With the second season of CW’s The Flash racing to an end (sorry), our speediest hero is in many a geek’s mind and heart. With The Flash’s 60-year history, which stories say the most about him? Now granted, I wrote several articles about how great the Justice League cartoon was, so I’m biased. But for my money, “Flash and Substance” is one of the definitive stories about the character.
A late entry in the Justice League Unlimited series, “Flash and Substance” sees Central City, Flash’s hometown, coming together to celebrate their favorite hero. There’s a Flash Appreciation Day with a parade and a Flash museum is opening that night. It’s all very exciting and heartwarming to The Flash, who convinces Batman and Orion to attend the festivities with all the puppylike glee of a younger brother. The trouble comes from Mirrormaster, Captain Boomerang, The Trickster, and Captain Cold, who have suffered enough of the Flash’s heroics and make a pact to kill him on his special day.
It’s a very funny episode, as Flash’s less-than-imposing villains initially take turns creating death traps, and we get to experience such joys as a deadly roller disco. There’s also a love-struck TV reporter who gives us the timeless line: “When we come back from the break, I’ll try to get with him… I mean, get to him… for an interview.” Anyone who’s had enough of grimdark, humorless superheroics will be pleased to find none of that pretension in this tightly-paced half-hour. But that doesn’t mean there’s no substance or thought in the writing.
As the episode goes on, cold and merciless Orion begin to understand–as we do–that Flash’s jovial, flirty, chipper attitude is not just a reflection of surface vanity. It comes from a deeper place of genuine love. The Flash may not be the strongest, smartest, or most versatile member of the Justice League, but he is the most compassionate. With the extra time his speed affords him, Flash makes an effort to understand and to care for every single citizen of Central City; even its criminals.

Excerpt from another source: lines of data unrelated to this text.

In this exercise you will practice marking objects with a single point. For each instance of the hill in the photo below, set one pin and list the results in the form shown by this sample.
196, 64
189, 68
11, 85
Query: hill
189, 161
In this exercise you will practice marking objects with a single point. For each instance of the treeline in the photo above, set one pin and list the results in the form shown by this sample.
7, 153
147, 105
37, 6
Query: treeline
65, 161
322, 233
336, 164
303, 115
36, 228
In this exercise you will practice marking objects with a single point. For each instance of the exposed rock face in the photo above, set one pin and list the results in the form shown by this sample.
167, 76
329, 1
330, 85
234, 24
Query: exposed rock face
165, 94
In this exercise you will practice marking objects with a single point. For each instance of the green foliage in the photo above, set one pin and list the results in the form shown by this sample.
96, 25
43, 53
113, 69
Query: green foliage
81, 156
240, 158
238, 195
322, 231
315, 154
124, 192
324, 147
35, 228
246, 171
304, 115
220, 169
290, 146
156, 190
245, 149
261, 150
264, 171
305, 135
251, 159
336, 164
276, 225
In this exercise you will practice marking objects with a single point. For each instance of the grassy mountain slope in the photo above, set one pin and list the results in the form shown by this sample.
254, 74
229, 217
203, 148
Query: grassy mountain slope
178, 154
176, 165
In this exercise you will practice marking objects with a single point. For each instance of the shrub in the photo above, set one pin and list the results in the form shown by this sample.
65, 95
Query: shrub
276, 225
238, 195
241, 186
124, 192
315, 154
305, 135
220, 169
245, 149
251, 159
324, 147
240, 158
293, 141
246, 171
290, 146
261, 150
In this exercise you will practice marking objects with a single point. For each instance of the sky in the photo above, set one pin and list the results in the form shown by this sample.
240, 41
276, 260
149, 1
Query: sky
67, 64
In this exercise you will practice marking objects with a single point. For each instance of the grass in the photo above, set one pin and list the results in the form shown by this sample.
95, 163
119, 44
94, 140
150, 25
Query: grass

The ultimate culmination of this comes about halfway through the episode, when the heroes find The Trickster holing up in a bar. He’s hurt over the other villains’ constant rejection of his silly and flamboyant plans, but refuses to give them up. Batman and Orion take an intimidating, threatening approach, but The Flash intervenes and sits down quietly with Trickster (Mark Hamill, in a very well-done cameo). He understands that he’s a sick man–not a bad one–and that he only craves attention. The Flash promises to visit him in the hospital if he tells what the other villains are planning, and Trickster happily gives up the information. Not a punch is thrown, and Flash doesn’t even have to take the crook to jail. With a promise to turn himself in, Trickster happily toasts his rival with a “Got me again, Flash!”
This single scene is so representative of what makes The Flash’s passionate and personal approach so effective, and why he will never stop joking, playing, and teasing even in the thick of battle. Sure, some villains need a hard boot to the jaw. But most of them could really use a kind hand offered to them in their time of need.